Letter of the Week

Rod of correction

Sir Rodric Braithwaite's summary of Afghan history suggests that our diplomats “lie abroad for their country" too long to sustain objectivity (Cover Story, 25 January). He fails to mention that the Soviet invasion of 1979 resulted from a well-baited US "bear trap". The west armed the mujahedin only to fight a proxy war. When the Soviets withdrew, Afghan factions, armed by external sponsors with differing agendas, began an immensely destructive civil war. Zbigniew Brzezinski, interviewed in 1998, expressed pride in the strategy, dismissing the deaths of more than a million Afghan Muslims, mostly civilians. "What is more important to the history of the world," he said, "the Taliban or the collapse of the Soviet empire?"
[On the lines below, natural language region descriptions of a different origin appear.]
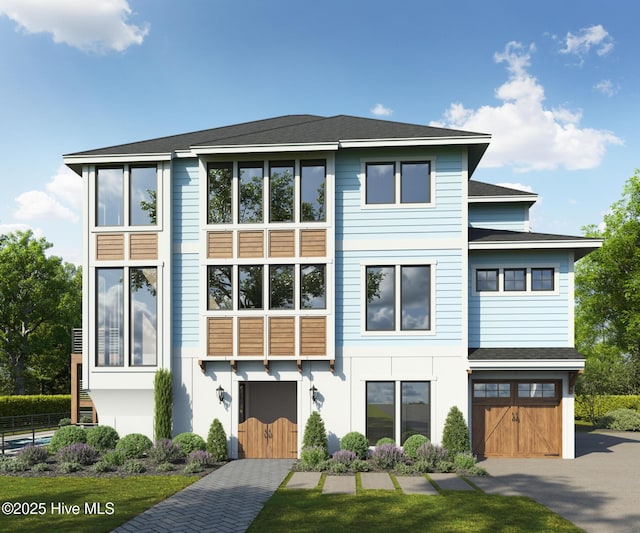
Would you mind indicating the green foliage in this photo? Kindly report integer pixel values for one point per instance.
(102, 438)
(357, 443)
(35, 404)
(412, 444)
(621, 420)
(217, 441)
(455, 435)
(65, 436)
(163, 404)
(189, 442)
(134, 445)
(315, 433)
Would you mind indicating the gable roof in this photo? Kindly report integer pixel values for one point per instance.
(289, 131)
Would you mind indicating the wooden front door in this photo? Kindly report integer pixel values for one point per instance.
(517, 419)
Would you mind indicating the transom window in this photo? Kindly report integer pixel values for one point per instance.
(405, 182)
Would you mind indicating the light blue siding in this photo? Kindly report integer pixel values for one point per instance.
(185, 200)
(505, 216)
(535, 319)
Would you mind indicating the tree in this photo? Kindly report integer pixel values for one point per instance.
(607, 288)
(40, 301)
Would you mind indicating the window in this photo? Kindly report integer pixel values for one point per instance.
(404, 182)
(142, 316)
(542, 279)
(281, 187)
(515, 279)
(220, 288)
(110, 199)
(415, 410)
(413, 299)
(487, 280)
(219, 177)
(250, 194)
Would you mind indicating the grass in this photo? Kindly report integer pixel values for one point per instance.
(130, 496)
(449, 511)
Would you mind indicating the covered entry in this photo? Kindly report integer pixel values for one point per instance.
(517, 418)
(267, 427)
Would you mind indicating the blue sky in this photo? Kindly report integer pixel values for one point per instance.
(557, 84)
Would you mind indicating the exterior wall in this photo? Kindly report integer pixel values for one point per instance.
(522, 319)
(502, 216)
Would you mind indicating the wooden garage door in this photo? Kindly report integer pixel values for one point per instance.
(517, 418)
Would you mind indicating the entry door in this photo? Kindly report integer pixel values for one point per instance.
(517, 419)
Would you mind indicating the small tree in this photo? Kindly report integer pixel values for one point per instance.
(217, 441)
(163, 397)
(455, 436)
(315, 433)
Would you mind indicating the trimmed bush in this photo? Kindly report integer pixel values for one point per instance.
(455, 435)
(217, 441)
(188, 442)
(134, 445)
(66, 436)
(102, 438)
(315, 433)
(412, 444)
(163, 405)
(620, 420)
(357, 443)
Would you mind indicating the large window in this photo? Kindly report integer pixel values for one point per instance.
(404, 182)
(413, 299)
(110, 198)
(415, 410)
(141, 316)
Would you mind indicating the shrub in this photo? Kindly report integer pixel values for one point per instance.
(32, 455)
(412, 444)
(312, 456)
(620, 420)
(346, 457)
(80, 453)
(134, 445)
(102, 438)
(387, 456)
(201, 457)
(163, 404)
(455, 435)
(165, 451)
(315, 433)
(66, 436)
(357, 443)
(217, 441)
(188, 442)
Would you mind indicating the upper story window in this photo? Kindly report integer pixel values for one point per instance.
(402, 182)
(290, 191)
(138, 207)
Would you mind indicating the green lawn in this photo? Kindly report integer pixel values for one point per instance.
(310, 510)
(128, 497)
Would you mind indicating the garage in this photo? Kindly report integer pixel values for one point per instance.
(517, 418)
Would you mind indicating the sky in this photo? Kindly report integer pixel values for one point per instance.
(556, 84)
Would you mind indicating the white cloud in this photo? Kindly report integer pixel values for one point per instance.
(526, 135)
(594, 37)
(381, 111)
(90, 25)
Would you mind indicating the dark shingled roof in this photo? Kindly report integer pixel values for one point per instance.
(511, 354)
(288, 129)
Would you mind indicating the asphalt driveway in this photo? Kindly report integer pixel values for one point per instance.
(598, 491)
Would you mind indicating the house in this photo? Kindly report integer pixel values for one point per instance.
(339, 264)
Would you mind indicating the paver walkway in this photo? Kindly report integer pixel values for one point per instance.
(225, 501)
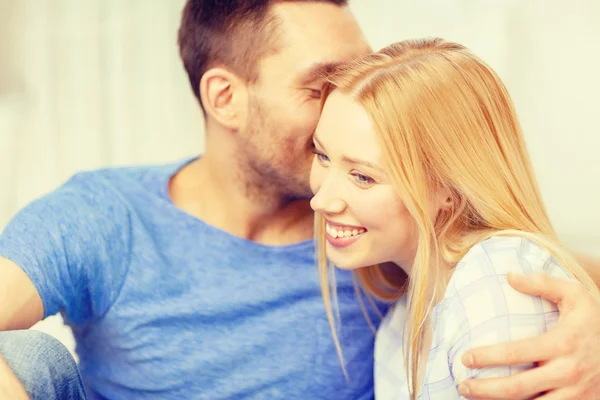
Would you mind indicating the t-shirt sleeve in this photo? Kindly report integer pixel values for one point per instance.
(74, 245)
(481, 308)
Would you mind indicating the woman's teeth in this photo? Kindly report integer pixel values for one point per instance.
(338, 232)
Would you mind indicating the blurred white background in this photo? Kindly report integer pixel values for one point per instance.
(87, 83)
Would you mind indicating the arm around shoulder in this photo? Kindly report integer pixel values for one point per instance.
(20, 304)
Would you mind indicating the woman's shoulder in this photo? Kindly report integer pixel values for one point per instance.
(495, 257)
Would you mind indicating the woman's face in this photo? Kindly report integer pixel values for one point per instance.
(367, 222)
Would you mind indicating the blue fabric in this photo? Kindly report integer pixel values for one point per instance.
(164, 306)
(43, 365)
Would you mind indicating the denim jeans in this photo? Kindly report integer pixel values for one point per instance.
(43, 365)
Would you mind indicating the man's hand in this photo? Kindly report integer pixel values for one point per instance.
(10, 387)
(568, 355)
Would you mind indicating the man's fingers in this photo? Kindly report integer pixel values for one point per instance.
(539, 284)
(524, 351)
(569, 393)
(519, 386)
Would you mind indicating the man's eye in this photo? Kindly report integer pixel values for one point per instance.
(322, 157)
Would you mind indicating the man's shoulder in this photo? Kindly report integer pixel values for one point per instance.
(122, 182)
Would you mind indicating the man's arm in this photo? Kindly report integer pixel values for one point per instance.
(20, 303)
(568, 356)
(591, 266)
(10, 387)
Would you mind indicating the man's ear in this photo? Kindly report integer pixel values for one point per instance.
(224, 95)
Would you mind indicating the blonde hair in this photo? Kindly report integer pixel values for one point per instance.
(445, 120)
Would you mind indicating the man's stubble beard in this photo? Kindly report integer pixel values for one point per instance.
(264, 165)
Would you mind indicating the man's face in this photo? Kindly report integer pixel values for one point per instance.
(284, 104)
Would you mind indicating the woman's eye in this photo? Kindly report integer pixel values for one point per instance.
(363, 180)
(316, 93)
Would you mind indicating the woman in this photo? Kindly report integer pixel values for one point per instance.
(423, 185)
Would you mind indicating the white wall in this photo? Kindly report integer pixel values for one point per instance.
(85, 84)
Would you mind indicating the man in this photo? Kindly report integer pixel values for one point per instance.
(197, 280)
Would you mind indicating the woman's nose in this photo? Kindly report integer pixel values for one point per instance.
(328, 199)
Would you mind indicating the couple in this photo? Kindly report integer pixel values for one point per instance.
(197, 280)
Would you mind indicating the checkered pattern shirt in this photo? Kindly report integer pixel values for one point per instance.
(479, 308)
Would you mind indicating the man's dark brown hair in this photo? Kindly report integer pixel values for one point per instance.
(232, 33)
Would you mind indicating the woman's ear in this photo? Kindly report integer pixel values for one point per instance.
(222, 94)
(446, 199)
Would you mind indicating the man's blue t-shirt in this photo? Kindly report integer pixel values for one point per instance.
(165, 306)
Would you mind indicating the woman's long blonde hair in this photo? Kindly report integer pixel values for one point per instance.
(445, 120)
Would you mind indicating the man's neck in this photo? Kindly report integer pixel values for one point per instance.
(214, 191)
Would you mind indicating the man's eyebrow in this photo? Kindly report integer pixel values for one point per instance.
(317, 71)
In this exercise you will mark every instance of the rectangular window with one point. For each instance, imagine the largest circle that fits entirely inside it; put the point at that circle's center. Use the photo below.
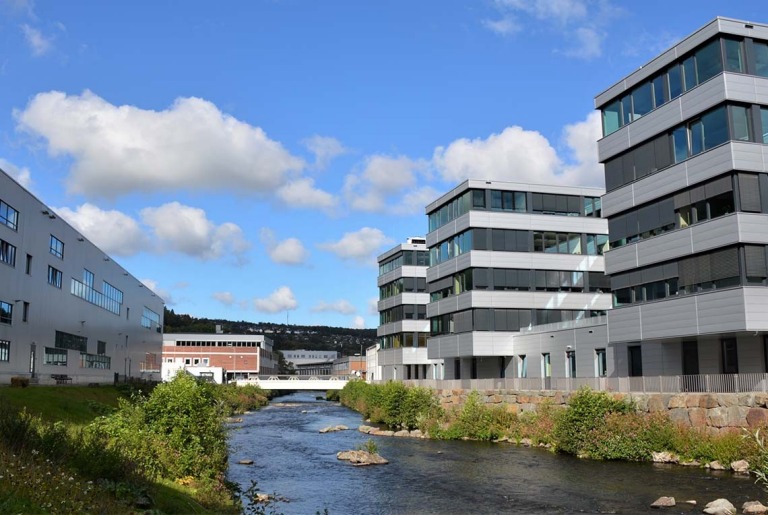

The Afghans have many reasons to distrust western motives. Sir Rodric is at least right in pointing out that after any military withdrawal we owe it to the Afghans to continue to help them repair the ravages of three decades of violence.
Howard Horsley
Much Wenlock, Shropshire

Steady, Mehdi
The usually super-savvy Mehdi Hasan is wrong on Russia's invasion of Georgia in 2008 (Dissident Voice, 25 January). If 20,000 men cross the frontiers of a sovereign state, while an air force bombs civilians and a fleet sails to bombard the enemy coast, most of us thinks that's an invasion. Hasan writes about “the traditional Tory school of scepticism in international affairs". That gave us appeasement of apartheid, support for Pinochet, a knighthood for Mugabe and a blind eye as 8,000 European Muslims were killed one by one at Srebrenica. I thought the NS was against tyranny and dictators and Tory appeasement of both?
Denis MacShane MP
House of Commons
London SW1

Profit warning
David Miliband (Cover Story, 25 January) says "the great mass of the fighters [insurgents in Afghanistan] are driven by pride or the pursuit of profit or power". Is this not the eternal motivation of politicians everywhere? Is not Miliband's article designed to conceal this truth and to promote an opposite view: that our involvement in Afghanistan is motivated by both the needs of self-defence at home and the interests of the Afghan people?
David E Clarke
London N4

Write-off
Something has gone wrong in British intellectual life if David Marquand's slovenly "review" of The Principle of Duty - originally published more than 15 years ago and now reissued in the Faber Finds series - can pass for serious comment (Books, 25 January). It is too personal, and as he appears - in a muddled way - to agree with many of the things he attributes to me, his abuse is puzzling. I'm also sorry to see a man who held an academic position in the past express himself so wildly.
David Selbourne
Via email

Fruitless task
I agree with John Pilger's criticisms of Israel (World Citizen, 18 January) and the condemnation of the practice of meeting every critical comment with accusations of anti-Semitism, but Israel is not the only government guilty in the Middle East. A cynic would suggest that we call for a boycott of Israel because we can do without the grapefruit but we cannot do without the oil.
J Seery
Middleton St George

Hair apparent

Gideon Donald has rather missed the point about David Cameron's airbrushed hairstyle (Preparing for Power, 25 January). The Tory leader is becoming follicularly challenged and, as Donald notes, the British electorate doesn't do bald. There is a third way. The last PM to have a beard, Lord Salisbury, was a Tory. By growing one, Dave can revolutionise his image and return to tradition.
Keith Flett
London N17

Feast of Stephen
Delighted to see Andrew Stephen is writing in the New Statesman again about politics in the US. I so missed his sagacious articles.
Peter Bennett
Norwich

Cheque point
Sarah Churchwell notes (Books, 18 January) that Sarah Palin considers balancing a state budget to be much the same as balancing the family chequebook. Now where have we heard that one before? Small wonder Palin makes us left-of-centre Brits feel queasy.